Let’s understand how a high sodium diet can affect our health-
1. Obesity - Consuming a lot of sodium can result in water retention as our body finds it difficult to flush out water from the body. It can lead to oedema and gain water weight. Intake of high salt and fatty foods like snacks, chips, fried foods, fast foods and processed foods can lead to gain in both fat and water weight. In turn it also disrupts the electrolytic balance of body, putting a load on kidneys. Studies have also related high salt intake with a higher body fat percentage.
2. Hypertension and Heart Diseases - Sodium is an integral mineral required for the proper functioning of muscles and to maintain the fluid balance of our body. One of the adverse effects of high sodium is cardiovascular disorders. High sodium intake leads to water retention which exerts pressure on our arteries and blood vessels due to extra fluid. This continuous extra strain gradually thickens artery walls, which further raises the blood pressure. The eventual consequence of this cycle is that the arteries either burst or become so narrow that they cause clogging. Due to the obstruction of blood flow, the chances of getting a stroke or atherosclerosis rises as the supply of oxygen and other nutrients decreases.
3. Reduced Brain Functioning - As a result of decreased supply of nutrients and oxygen to heart, brain functioning also gets altered. The blood supply to the brain also gets affected that can lead to vascular dementia. Changes in the brain structure, infection, lesions and cognitive impairment can be observed.
4. Osteoporosis - High sodium intake is also a risk factor of osteoporosis. It is due to this fact that it results in high calcium excretion in the urine known as calciuria. This might weaken our bones resulting in low bone density. As our bone density decreases, the chances of developing osteoporosis increases. This is a condition in which our bones become porous, prone to breakage and fractures.
5. Increased Hunger - Research studies have noticed that consumption of high salt intake also makes us feel hungry frequently. This could also become a risk factor for gaining weight. Eventually, it also reduces our thirst due to water retention.
Tips to manage salt intake
Here are some of the quick tips which might support in keeping a check on sodium intake.

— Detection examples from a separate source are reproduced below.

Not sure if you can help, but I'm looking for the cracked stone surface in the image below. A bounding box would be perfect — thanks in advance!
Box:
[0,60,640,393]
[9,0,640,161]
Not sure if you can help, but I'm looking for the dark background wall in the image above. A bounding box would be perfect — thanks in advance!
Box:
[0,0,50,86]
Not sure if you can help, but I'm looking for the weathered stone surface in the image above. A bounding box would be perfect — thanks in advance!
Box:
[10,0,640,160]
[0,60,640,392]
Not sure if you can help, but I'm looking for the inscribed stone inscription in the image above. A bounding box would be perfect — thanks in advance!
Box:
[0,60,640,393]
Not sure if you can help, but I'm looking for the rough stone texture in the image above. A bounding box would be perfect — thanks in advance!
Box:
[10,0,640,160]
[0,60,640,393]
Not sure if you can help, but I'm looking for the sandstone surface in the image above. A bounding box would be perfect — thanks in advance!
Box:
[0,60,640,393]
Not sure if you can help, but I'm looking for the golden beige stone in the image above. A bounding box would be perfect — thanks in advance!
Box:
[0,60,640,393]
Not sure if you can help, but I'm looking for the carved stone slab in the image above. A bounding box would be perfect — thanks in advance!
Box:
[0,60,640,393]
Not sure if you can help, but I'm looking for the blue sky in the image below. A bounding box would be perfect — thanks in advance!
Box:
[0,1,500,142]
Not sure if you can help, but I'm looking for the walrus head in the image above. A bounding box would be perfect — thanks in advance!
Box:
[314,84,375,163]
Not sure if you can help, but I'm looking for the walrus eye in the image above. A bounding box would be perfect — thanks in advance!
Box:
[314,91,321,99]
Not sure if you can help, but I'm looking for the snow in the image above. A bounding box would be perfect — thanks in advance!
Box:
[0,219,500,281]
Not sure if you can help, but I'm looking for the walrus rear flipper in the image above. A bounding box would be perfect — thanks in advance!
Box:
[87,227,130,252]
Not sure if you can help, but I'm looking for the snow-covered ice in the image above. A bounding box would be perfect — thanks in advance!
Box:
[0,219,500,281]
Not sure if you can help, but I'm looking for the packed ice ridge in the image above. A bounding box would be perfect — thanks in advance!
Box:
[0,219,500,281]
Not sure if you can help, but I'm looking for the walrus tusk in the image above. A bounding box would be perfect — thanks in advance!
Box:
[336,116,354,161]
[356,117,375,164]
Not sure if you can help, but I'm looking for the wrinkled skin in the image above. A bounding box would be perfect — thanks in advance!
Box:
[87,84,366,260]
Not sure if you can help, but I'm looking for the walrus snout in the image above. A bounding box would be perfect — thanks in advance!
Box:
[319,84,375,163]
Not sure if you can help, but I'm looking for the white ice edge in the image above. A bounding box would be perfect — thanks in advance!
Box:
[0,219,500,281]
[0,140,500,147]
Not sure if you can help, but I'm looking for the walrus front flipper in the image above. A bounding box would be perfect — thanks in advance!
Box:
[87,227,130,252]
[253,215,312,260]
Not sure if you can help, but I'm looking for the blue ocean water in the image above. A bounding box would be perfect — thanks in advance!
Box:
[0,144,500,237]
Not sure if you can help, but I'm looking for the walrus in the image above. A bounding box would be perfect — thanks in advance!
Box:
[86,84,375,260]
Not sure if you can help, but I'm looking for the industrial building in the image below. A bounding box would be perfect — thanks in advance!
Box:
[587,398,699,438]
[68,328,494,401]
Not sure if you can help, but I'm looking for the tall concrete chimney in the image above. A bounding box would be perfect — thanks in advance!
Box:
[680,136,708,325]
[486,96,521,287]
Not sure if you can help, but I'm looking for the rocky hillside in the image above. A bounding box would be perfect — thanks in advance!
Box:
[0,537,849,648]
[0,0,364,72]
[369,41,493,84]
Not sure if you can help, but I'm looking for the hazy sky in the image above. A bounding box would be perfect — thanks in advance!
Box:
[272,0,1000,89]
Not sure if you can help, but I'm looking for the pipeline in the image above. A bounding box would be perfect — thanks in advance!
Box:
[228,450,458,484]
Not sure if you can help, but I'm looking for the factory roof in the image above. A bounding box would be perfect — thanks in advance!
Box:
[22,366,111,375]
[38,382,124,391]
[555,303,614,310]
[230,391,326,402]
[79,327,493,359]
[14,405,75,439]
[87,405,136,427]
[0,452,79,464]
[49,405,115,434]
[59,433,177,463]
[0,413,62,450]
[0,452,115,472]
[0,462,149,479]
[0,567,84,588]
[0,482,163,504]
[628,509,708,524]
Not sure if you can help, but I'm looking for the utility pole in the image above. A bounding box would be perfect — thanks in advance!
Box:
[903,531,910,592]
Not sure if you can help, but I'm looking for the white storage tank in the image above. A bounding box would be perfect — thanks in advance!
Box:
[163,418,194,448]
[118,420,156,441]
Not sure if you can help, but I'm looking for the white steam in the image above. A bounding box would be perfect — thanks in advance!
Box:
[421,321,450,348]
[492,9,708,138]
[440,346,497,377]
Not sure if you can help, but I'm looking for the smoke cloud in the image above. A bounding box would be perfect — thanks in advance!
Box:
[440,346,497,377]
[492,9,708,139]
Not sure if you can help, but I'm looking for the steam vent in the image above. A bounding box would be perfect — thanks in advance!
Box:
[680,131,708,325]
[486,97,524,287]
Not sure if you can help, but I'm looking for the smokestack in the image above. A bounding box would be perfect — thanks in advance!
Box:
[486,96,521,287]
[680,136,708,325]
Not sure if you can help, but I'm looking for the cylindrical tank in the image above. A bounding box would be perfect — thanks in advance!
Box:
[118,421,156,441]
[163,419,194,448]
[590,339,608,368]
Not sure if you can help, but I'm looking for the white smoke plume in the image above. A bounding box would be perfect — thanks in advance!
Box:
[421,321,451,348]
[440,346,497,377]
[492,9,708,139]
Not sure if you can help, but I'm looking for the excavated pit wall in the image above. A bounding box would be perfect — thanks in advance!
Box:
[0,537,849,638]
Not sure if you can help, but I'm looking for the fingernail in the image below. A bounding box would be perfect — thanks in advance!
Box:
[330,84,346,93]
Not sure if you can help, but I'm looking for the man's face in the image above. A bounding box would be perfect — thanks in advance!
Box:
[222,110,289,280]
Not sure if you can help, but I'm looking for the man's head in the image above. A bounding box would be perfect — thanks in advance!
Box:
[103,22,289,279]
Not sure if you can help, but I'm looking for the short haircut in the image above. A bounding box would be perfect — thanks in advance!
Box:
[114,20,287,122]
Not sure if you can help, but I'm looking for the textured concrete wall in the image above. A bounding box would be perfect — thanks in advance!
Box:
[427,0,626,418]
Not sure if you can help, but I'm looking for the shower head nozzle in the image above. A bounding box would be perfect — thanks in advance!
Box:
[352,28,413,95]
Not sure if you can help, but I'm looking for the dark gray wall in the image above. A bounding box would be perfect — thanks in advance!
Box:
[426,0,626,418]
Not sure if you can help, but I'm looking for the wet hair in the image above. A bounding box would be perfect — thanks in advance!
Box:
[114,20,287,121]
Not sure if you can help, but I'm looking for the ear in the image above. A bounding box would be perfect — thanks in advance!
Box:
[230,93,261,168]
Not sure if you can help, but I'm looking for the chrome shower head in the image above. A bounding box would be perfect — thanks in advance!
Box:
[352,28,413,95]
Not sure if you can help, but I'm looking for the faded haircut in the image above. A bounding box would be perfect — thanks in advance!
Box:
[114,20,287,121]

1. Avoid sprinkling extra table salt on dishes. Instead one can opt for different herbs like garlic, oregano, cilantro, etc.
2. Use low sodium salt.
3. Consuming the right amount of packaged or canned products like sauces, ketchup, soups and spreads, as salt can also be used as a flavour enhancer and preservative.
4. Use home-made spreads and dips using herbs, spices, condiment and yoghurt.
5. Include plenty of fibre rich foods in the diet such as fruits and vegetables.
6. Avoid cured meat and seafood as it also contains salt.
7. Read the ingredients and nutrition label of packaged foods carefully and check sodium content per serving, as it might assist you in making a better choice.